Two separate literature searches were conducted for patients with and without opioid use disorder (OUD). Only one study met the search criteria for those with OUD. Fourteen randomized controlled trials were included for those without OUD. Buprenorphine was associated with reduced pain score (SMD = -0.368, P < .001, I 2 = 89.37%) compared to placebo or active analgesic. Subgroup meta-analyses showed statistically significant differences in favor of buprenorphine versus placebo (SMD = -0.404, P < .001), for chronic low back pain (SMD = -0.383, P < .001), when administered via the transdermal route (SMD = -0.572, P = .001), via the buccal route (SMD = -0.453, P < .001), with length of follow-up lasting <12 weeks (SMD = -0.848, P < .05), and length of follow-up lasting 12 weeks or more (SMD = -0.415, P < .001). There was no significant difference when compared to active analgesic (SMD = 0.045, P > .05).
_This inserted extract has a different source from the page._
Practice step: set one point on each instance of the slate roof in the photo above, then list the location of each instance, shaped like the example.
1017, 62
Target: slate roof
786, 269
Quality of evidence was low to moderate.
Buprenorphine was associated with a statistically significant and small reduction in pain intensity compared to placebo. Both the transdermal and buccal routes provided pain relief. There was more evidence supporting its use for chronic low back pain.
丁丙诺啡是 µ-阿片受体的部分激动剂,也是 δ 和 κ 阿片受体的拮抗剂。它在 µ-阿片受体上具有高亲和力和低内在活性。丁丙诺啡对临床镇痛没有天花板效应,但对呼吸抑制和欣快有这种效应。它可能提供有效的镇痛作用,同时产生较少的不良反应,因此是一种有前途的阿片类镇痛药。对丁丙诺啡治疗慢性非癌性疼痛患者的镇痛疗效进行了系统评价和荟萃分析。
检索了 PubMed、MEDLNE、Embase 和 Cochrane 图书馆,检索时间截至 2022 年 1 月。如果将丁丙诺啡与慢性非癌性疼痛患者的安慰剂或活性镇痛药进行比较,且疼痛评分是结局,则纳入随机对照试验。排除非随机对照试验、观察性研究、定性研究、病例报告和评论。两名研究者独立进行文献检索、研究选择和数据收集。使用随机效应模型。主要结局是根据疼痛评分的标准化均数差(SMD)评估丁丙诺啡对慢性非癌性疼痛患者疼痛强度的影响。使用推荐评估、制定与评价(GRADE)方法评估证据质量。
对有和没有阿片类药物使用障碍(OUD)的患者进行了两次单独的文献检索。只有一项研究符合 OUD 患者的检索标准。纳入了 14 项无 OUD 患者的随机对照试验。与安慰剂或活性镇痛药相比,丁丙诺啡与疼痛评分降低相关(SMD=-0.368,P<0.001,I 2=89.37%)。亚组荟萃分析显示,丁丙诺啡与安慰剂相比有统计学意义(SMD=-0.404,P<0.001),慢性腰痛(SMD=-0.383,P<0.001),经皮途径给药(SMD=-0.572,P=0.001),颊粘膜途径给药(SMD=-0.453,P<0.001),随访时间<12 周(SMD=-0.848,P<0.05),随访时间 12 周或更长时间(SMD=-0.415,P<0.001)。与活性镇痛药相比,差异无统计学意义(SMD=0.045,P>0.05)。证据质量为低到中度。
与安慰剂相比,丁丙诺啡与疼痛强度的统计学显著和小幅度降低相关。经皮和颊粘膜途径均可缓解疼痛。有更多证据支持其用于慢性腰痛。